With some of that cash, I made a major purchase, a table top clock radio with a cassette player manufactured by Lloyd’s.
It had only been a year or so since my new interest in music had spurred me to relocate a radio from the basement to my bedroom. It had been on my old man’s workbench or the garage for as long as I could rremember.
It was a battered, oblong box – one corner of the grill covering the 45-sized speaker had separated from the unit and the cord was a scoliotic snake.
It served my purposes well during those early months as I explored the world of radio. And, in the time it took for me to open a cardboard box, it had become a childhood artifact.
This new purchase – what my buddy Beej dubbed “the Lloyds beast” – also made obsolete a portable cassette player from the ’70s that I used to listen to the handful of albums I owned.
(it was also used it to make primitive mix tapes of songs recorded by positioning the built-in microphone of the device as close as possible to the speaker of the radio)
This new acquisition – what my buddy Beej dubbed “the Lloyd’s beast” – was, though merely a small step toward fidelity, a great technological leap forward for me.
Beej had an older brother. He was already reading Stereo Review, yammering about specs and Hirsch-Houk Laboratories, and putting together a stereo system.
I would soon begin to eye the magnificent components he was acquiring and go in the that direction, too.
(as soon as I was able to scrape together the funding, a slow process that neccesitated my buying one component at a time over the course of an entire summer)
But, twenty-nine years ago, the “Lloyd’s beast” was possibly my most prized possession.
Here are four songs that I vividly recall from that time…
Human League – Don’t You Want Me
from Dare
Had I had interest in music a few years earlier, either disco or punk might have been the “new” sound that my friends and I would have adopted as our own. I’m grateful that, instead, New Wave and synthesizer bands from the UK turned out to be our find.
Human League’s Don’t You Want Me had to have been one of the first songs by a synth band I heard and I it hooked me. My buddy Streuss was obsessive about the band, spending the next year or so focused on collecting every single, 12″ inch single, EP, remix, and whatever else he could acquire by the Sheffield band.
Toto – Rosanna
from Toto IV
I have no qualms in acknowledging that I own most of Toto’s albums up through the mid-’80s and I rarely hit skip when one of their songs pops up on shuffle.
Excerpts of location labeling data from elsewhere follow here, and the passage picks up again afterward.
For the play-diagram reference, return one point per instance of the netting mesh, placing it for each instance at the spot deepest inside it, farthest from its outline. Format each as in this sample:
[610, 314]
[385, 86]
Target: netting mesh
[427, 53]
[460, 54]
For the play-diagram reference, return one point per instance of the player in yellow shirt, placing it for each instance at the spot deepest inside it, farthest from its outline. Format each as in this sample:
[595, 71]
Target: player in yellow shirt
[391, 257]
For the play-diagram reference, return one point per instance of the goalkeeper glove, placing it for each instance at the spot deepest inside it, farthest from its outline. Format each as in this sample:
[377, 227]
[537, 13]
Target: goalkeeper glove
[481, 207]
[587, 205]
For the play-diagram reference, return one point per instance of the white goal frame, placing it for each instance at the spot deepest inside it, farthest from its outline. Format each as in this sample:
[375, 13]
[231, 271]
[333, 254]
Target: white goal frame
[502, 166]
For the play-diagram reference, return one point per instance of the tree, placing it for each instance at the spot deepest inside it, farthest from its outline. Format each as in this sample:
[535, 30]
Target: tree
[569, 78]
Rosanna was a constant on the radio during the summer of ’82 – all summer long – and I don’t think I ever tired of it. It’s still as joyously infectious all of these years later.
Kim Wilde – Kids In America
from Kim Wilde
We didn’t know much about Kim Wilde when she arrived with the New Wave bubblegum of her song Kids In America. She was a comely blonde and I imagine that’s all we needed to know.
But we did love the song. It bounded along. It had a chanted chorus. It was about kids in America and we happened to be kids in America.
It had it all.
J. Geils Band – Angel In Blue
from Freeze Frame
Although I was fairly lukewarm about the song Centerfold, I’d gotten a copy of J. Geils Band’s Freeze Frame as a gift and most of the rest of the album I loved. I don’t think any of us knew that the band had actually been around for more than a decade and was known to music fans as America’s answer to The Rolling Stones (I, at that time, certainly didn’t).
Although it wasn’t nearly as big as Centerfold or Freeze Frame‘s title track, Angel In Blue – a wistful ode to a girl from the wrong side of the tracks with the obligatory heart of gold – was a favorite then and, like that waitress, it hasn’t aged a bit.